The House Rules Committee today pushed ahead with Speaker David Ralston’s ethics bill after rejecting Democrats’ drive for a $50 cap on gifts from lobbyists.
The panel scheduled the bill, tweaked just before the meeting, for debate by the full House on Wednesday. Procedurally, the measure was passed in such a way that it cannot be amended on the House floor.
The bill will include amendments pitched by Ralston to address concerns raised since the House Ethics Committee approved the bill two weeks ago. Those amendments:
- Add sexual harassment to the actions that ethics complaints may be filed on,
- Drop a provision to ban text messages from lobbyists to legislators on the floor.
- Require lobbyists to report spending for transporting, feeding and entertaining legislators when they are attending a meeting or conference. Ralston’s office had said that was intent all along, but open-government advocates complained that an earlier version of the bill would have exempted that information from disclosure.
Since 2005, lobbyists have reported $175,000 in spending on lodging and other travel-related expenses for Georgia lawmakers. Most of that money was paid to host legislators at summer conferences, frequently held at the beach and other resort areas, of various Georgia trade groups.
Democrats today asked the Rules Committee to support two other amendments: a one-year ban on state administrators appointed by the governor from becoming lobbyists, and the $50 ceiling on gifts (other than food or drink) from lobbyists.
Both were defeated on a voice vote after Ralston asked Rules to approve the bill as submitted: “This is too serious an issue for it to become a political football.”
Ralston said he opposed any ban or limit on gifts that legislators may accept.
“I believe that the people can best make a judgment about expenditures and where the line ought to be drawn,” he said. “I don’t believe that government ought to do that.”
The Democrats’ proposed $50 limit, co-sponsored by House Majority Leader Dubose Porter, would have covered “lodging, travel, transportation, personal services, gratuities, subscriptions, memberships, trips, loans, extensions of credit, forgiveness of debts, or advances or deposits of money.”

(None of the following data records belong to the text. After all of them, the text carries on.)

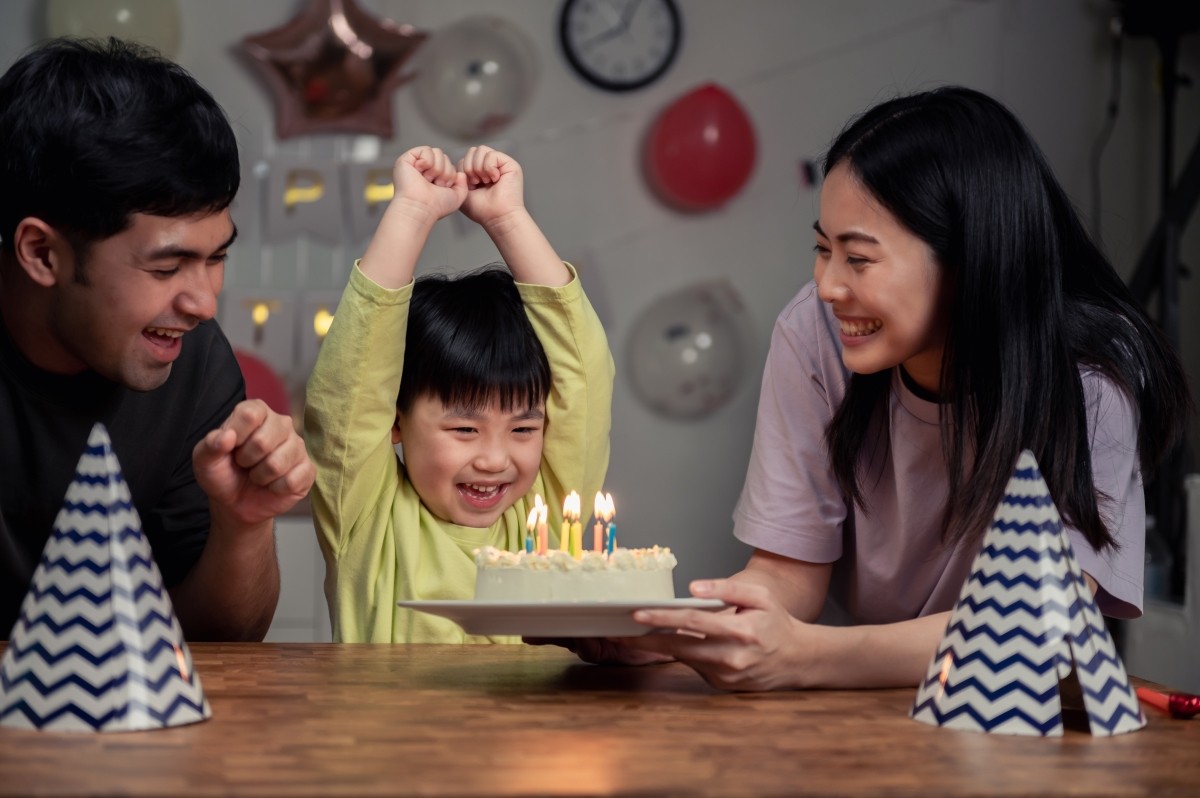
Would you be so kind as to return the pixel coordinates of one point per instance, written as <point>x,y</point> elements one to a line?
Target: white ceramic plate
<point>555,618</point>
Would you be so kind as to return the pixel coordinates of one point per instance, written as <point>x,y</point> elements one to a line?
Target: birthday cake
<point>624,575</point>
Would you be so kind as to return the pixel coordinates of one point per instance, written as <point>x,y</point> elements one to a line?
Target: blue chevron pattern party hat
<point>97,646</point>
<point>1025,622</point>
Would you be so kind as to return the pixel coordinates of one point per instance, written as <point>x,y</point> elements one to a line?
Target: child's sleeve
<point>351,407</point>
<point>579,409</point>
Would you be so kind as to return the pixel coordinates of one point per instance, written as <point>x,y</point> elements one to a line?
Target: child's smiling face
<point>883,283</point>
<point>469,465</point>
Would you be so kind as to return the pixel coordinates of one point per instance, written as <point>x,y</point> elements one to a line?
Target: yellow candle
<point>576,539</point>
<point>573,534</point>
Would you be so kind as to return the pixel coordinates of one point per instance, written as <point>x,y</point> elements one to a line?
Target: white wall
<point>801,67</point>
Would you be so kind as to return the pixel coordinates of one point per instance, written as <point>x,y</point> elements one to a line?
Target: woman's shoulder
<point>807,313</point>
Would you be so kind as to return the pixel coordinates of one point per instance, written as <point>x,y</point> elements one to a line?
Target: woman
<point>959,315</point>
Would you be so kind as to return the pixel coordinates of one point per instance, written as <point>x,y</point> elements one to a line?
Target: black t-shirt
<point>45,423</point>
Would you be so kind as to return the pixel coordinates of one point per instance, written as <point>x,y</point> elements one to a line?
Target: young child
<point>497,388</point>
<point>960,313</point>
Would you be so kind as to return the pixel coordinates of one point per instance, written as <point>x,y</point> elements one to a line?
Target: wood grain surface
<point>445,720</point>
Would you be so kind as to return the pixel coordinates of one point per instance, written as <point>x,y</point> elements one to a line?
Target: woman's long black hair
<point>1032,300</point>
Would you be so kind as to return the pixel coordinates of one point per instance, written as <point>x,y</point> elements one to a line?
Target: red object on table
<point>1177,705</point>
<point>262,382</point>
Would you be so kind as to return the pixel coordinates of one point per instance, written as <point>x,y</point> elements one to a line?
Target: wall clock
<point>621,45</point>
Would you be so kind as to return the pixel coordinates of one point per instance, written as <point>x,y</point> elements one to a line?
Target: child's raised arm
<point>496,202</point>
<point>427,187</point>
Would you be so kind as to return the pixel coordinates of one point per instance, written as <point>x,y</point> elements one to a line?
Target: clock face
<point>621,45</point>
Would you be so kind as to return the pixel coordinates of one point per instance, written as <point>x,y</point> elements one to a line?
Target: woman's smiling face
<point>883,283</point>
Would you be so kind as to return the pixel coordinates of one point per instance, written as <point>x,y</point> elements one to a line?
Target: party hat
<point>97,646</point>
<point>1026,625</point>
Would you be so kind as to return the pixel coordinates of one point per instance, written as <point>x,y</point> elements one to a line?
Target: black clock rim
<point>617,85</point>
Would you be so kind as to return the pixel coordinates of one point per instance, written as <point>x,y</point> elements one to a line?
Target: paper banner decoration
<point>97,646</point>
<point>1025,622</point>
<point>303,198</point>
<point>369,189</point>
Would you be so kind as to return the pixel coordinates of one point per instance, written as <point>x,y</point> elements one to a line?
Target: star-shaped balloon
<point>333,69</point>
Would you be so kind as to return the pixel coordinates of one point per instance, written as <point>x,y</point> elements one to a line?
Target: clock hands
<point>613,31</point>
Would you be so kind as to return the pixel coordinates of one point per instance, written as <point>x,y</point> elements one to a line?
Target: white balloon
<point>149,22</point>
<point>474,77</point>
<point>685,351</point>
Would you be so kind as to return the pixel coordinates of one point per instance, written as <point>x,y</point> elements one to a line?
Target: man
<point>117,173</point>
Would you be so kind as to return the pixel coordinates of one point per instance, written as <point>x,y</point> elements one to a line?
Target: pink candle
<point>598,531</point>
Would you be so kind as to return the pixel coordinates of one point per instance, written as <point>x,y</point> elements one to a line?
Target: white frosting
<point>628,575</point>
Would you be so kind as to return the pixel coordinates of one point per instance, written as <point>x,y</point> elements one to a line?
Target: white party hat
<point>1025,622</point>
<point>97,646</point>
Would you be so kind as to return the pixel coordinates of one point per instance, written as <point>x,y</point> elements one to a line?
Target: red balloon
<point>701,149</point>
<point>263,383</point>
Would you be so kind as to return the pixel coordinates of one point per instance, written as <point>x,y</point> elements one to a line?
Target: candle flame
<point>571,507</point>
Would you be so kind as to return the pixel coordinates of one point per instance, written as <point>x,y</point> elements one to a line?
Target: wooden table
<point>444,720</point>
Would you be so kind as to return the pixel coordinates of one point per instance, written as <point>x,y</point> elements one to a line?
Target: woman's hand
<point>755,645</point>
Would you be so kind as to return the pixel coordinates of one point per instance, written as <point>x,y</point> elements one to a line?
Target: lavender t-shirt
<point>892,565</point>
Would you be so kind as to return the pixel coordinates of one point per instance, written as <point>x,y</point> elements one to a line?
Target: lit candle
<point>543,532</point>
<point>576,527</point>
<point>531,528</point>
<point>610,511</point>
<point>598,531</point>
<point>564,538</point>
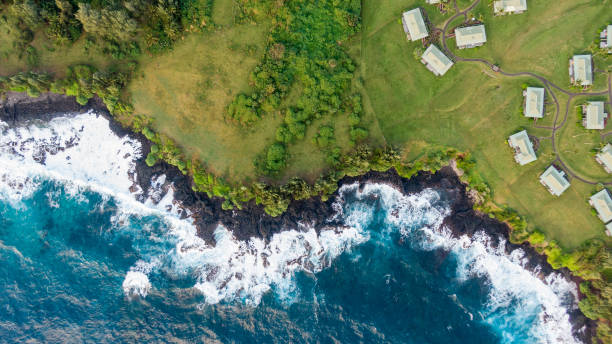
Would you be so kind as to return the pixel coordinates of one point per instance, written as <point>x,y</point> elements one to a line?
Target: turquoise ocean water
<point>83,262</point>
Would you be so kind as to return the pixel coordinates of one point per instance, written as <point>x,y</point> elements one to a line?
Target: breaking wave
<point>84,154</point>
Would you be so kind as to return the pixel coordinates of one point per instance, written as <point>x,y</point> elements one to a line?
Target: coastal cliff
<point>252,221</point>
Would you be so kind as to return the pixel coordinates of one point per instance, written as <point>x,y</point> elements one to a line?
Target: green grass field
<point>203,74</point>
<point>474,109</point>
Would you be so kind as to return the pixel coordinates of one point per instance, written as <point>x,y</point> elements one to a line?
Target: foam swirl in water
<point>82,151</point>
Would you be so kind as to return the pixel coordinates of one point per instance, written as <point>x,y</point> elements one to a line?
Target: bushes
<point>32,83</point>
<point>302,50</point>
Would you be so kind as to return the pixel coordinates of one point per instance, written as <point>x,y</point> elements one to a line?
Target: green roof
<point>554,180</point>
<point>534,102</point>
<point>414,23</point>
<point>470,35</point>
<point>436,60</point>
<point>523,147</point>
<point>510,5</point>
<point>595,115</point>
<point>583,69</point>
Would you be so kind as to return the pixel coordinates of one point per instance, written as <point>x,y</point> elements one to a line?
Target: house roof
<point>583,69</point>
<point>415,24</point>
<point>520,141</point>
<point>534,102</point>
<point>510,5</point>
<point>554,180</point>
<point>602,202</point>
<point>436,59</point>
<point>595,116</point>
<point>470,35</point>
<point>605,156</point>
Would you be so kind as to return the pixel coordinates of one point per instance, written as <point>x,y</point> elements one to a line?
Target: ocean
<point>88,258</point>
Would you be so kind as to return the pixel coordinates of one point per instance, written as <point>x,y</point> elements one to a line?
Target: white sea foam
<point>81,149</point>
<point>516,294</point>
<point>85,153</point>
<point>136,283</point>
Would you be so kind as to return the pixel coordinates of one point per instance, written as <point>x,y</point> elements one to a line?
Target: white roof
<point>470,35</point>
<point>605,156</point>
<point>510,5</point>
<point>415,24</point>
<point>520,141</point>
<point>554,180</point>
<point>437,60</point>
<point>583,69</point>
<point>595,116</point>
<point>534,102</point>
<point>602,202</point>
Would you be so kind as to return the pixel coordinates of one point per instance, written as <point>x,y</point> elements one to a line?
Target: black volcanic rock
<point>252,221</point>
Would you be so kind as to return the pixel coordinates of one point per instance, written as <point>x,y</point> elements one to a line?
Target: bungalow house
<point>436,61</point>
<point>414,25</point>
<point>602,202</point>
<point>605,158</point>
<point>594,116</point>
<point>470,36</point>
<point>509,6</point>
<point>534,102</point>
<point>523,148</point>
<point>605,39</point>
<point>554,180</point>
<point>581,70</point>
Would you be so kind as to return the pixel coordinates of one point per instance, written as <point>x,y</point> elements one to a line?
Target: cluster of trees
<point>592,262</point>
<point>155,24</point>
<point>304,51</point>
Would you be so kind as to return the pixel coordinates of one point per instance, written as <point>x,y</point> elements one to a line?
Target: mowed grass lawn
<point>575,143</point>
<point>203,74</point>
<point>474,109</point>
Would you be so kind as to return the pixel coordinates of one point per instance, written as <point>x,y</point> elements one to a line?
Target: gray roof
<point>583,69</point>
<point>415,24</point>
<point>605,157</point>
<point>470,35</point>
<point>595,115</point>
<point>534,102</point>
<point>554,180</point>
<point>510,5</point>
<point>602,202</point>
<point>436,60</point>
<point>523,147</point>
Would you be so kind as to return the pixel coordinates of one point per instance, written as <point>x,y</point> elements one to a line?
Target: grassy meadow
<point>474,109</point>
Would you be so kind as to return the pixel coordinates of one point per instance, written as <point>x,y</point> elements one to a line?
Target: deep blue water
<point>64,257</point>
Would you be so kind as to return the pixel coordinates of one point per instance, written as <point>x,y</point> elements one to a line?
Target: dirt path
<point>549,85</point>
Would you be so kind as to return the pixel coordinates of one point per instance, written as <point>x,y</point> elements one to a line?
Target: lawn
<point>575,143</point>
<point>203,74</point>
<point>474,109</point>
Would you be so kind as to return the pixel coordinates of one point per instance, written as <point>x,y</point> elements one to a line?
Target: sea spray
<point>516,296</point>
<point>519,307</point>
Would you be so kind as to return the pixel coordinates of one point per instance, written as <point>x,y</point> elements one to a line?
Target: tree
<point>275,158</point>
<point>105,22</point>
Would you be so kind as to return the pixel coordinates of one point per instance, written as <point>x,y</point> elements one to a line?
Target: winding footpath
<point>549,86</point>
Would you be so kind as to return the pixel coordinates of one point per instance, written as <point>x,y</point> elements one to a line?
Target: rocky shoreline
<point>252,221</point>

Porter got pretty steamed after the vote when Rep. Wendell Willard, vice chairman of Rules, said the Democrats’ proposal would have excluded those items from the gift limits. Rules Chairman Bill Hembree had to order Porter to sit down when he tried to correct the record.
“They’re lying to the people,” Porter said afterward. “They did that on purpose.”
Willard said later he had simply misread the bill and made “an innocent mistake.”